As the light brightens, the clouds come into vivid, detailed focus. Yet because of a carefully calculated interplay between light, paint and canvas, Singleton’s clouds don’t appear to be flat images. It’s as if they are three-dimensional entities. Instead of looking at paintings on a wall, it appears you are looking outward, at distant clouds through picture windows.
Or perhaps a dreamscape.
Inner Sanctum
TAKING A PAUSE ONE DAY from preparing the exhibit, Singleton and Morro spoke of its birth and how their creative lives crossed paths across an ocean.
“It’s like an inner sanctum almost, like something dark but also something holy that you walk into,” Morro said.
“You’re surrounded by these large works, and it’s a bit frightening. But at the same time, it’s a positive feeling when the light comes up and kind of reveals the things that you’re actually surrounded with.”

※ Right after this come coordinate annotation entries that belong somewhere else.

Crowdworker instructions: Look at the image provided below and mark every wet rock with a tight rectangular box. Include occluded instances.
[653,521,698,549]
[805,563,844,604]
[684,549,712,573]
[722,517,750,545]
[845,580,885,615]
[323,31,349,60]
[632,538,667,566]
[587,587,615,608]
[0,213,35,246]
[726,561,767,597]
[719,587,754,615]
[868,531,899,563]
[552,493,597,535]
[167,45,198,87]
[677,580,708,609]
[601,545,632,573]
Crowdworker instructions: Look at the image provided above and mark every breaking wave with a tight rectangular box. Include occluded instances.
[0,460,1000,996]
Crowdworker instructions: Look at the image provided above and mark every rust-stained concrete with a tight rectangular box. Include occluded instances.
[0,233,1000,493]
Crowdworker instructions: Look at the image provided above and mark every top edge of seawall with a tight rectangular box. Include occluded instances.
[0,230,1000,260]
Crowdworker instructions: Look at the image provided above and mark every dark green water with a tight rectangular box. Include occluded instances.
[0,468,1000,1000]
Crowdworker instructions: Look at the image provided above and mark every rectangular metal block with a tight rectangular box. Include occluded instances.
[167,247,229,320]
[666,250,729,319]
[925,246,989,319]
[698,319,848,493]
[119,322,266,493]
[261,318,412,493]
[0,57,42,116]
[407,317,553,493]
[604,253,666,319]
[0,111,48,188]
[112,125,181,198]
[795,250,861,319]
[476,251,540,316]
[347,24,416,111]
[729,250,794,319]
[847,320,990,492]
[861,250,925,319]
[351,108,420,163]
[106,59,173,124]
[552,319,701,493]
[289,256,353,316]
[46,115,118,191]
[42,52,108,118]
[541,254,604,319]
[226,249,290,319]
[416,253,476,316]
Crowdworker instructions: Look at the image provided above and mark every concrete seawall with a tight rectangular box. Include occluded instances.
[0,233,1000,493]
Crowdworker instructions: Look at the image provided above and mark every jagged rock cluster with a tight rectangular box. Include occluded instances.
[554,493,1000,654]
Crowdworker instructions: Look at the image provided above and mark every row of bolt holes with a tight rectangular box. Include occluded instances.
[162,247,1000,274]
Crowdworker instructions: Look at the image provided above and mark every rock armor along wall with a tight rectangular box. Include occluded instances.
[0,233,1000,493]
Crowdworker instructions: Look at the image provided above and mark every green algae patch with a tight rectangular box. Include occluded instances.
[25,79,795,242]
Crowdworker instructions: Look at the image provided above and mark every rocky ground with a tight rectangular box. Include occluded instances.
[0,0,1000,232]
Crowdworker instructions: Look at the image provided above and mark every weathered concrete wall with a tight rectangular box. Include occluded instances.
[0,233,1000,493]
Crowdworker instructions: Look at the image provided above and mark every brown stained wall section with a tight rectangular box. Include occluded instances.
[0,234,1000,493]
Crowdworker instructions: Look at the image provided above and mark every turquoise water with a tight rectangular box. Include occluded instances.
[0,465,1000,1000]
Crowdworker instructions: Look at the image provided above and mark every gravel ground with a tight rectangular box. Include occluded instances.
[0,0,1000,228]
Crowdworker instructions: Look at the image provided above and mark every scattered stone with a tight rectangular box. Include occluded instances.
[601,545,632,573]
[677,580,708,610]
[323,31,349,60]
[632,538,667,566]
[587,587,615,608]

Then the light dims on the clouds in front of you and comes up on more Singleton paintings on the opposite wall. These are not clouds, but large, evocative geometric shapes viewers turn to face and absorb as they materialize out of the dark.
Yet aside from its carefully plotted multisensory presentation, there is another way of looking at “For the Joy of Light.” The story of the exhibit’s creation encapsulates how the light went dark on 79-year-old Singleton’s acclaimed work.
And how a 39-year-old German musician found Singleton’s work on the internet and played a role in turning the lights back on.
The arc of Singleton’s career is told in several places online, including about how he came to live on a mountaintop in rural Hardy County in 1979.
Singleton had a notable international career as a younger painter, an abstract expressionist in the vein of Hanz Hoffmann. That was several decades ago.
Then he found he had no more to express.
“I’d reached a point with one painting and thought, ‘This is as far as I can go with this’ — this wild, emotional, organic brush stroke and color, put in juxtaposition to a hard-edged square,” he said.
Realizing he had hit a wall in his career, he fell into a three-day funk. On the third day, he took a walk with his dog. At one point, he lay back on some grass and nodded off. He woke up.
His depression was gone. He realized what he wanted to paint moving forward.
Clouds.
“Clouds are the perfect organic shape,” Singleton said.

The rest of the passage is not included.